The kiss wasn't the only effort by “Star Trek” to push boundaries in Hollywood. When the show’s creator Gene Roddenberry hired Nichols in 1966, it made her one of the first—and most visible—Black actresses to star in a recurring role on a major network TV series. (Ethel Waters had starred as the maid “Beulah” in the 1950s, while Cicely Tyson appeared regularly as a secretary in the 1963-64 series “East Side/West Side,” alongside George C. Scott.) What made Nichols’ role so significant was that she was portraying a professional scientist, not a stereotypical character more typically written for Black women on screen, like a domestic servant or mulatto femme fatale.

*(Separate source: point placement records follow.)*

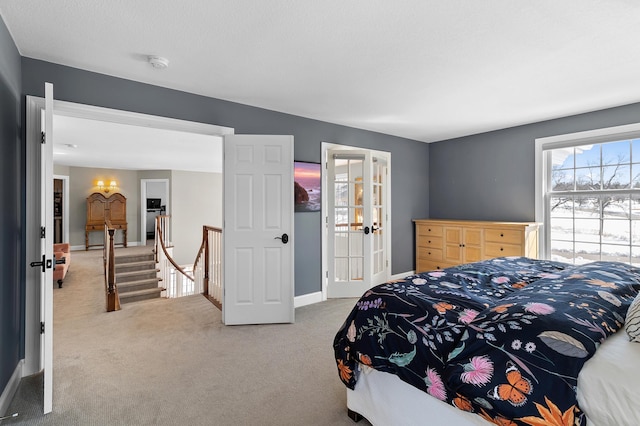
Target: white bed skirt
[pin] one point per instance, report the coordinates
(608, 392)
(385, 400)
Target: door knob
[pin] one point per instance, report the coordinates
(284, 238)
(44, 264)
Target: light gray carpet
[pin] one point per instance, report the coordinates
(171, 361)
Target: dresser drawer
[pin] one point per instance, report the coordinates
(507, 236)
(499, 250)
(429, 265)
(428, 230)
(428, 253)
(430, 242)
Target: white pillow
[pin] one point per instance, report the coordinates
(632, 322)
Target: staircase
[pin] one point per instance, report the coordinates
(137, 277)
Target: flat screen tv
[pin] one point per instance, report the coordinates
(153, 203)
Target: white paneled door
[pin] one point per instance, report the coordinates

Nichols became a beacon of hope for the Black community, and went on to use her association with space exploration to help recruit Black and women applicants to NASA. In 1967, Ebony Magazine placed Nichols on the cover, proudly citing her as “the first Negro astronaut, a triumph of modern-day TV over modern-day NASA.”
Shortly after her successful first season on “Star Trek,” Nichols considered quitting the show to accept an offer to appear on Broadway. But she decided otherwise after meeting Dr. Martin Luther King, Jr. at an NAACP fundraiser. As Nichols later recounted, King told her, “You must not leave… You have opened a door that must not be allowed to close… You changed the face of television forever… For the first time, the world sees us as we should be seen, as equals, as intelligent people.”
Nichols would eventually stay on for the entire three-year run of “Star Trek.” Her work helped crack open the door for even more positive representation in Hollywood for women of color. In September 1968, NBC premiered the show “Julia,” with Diahann Carroll headlining as a Black widowed nurse.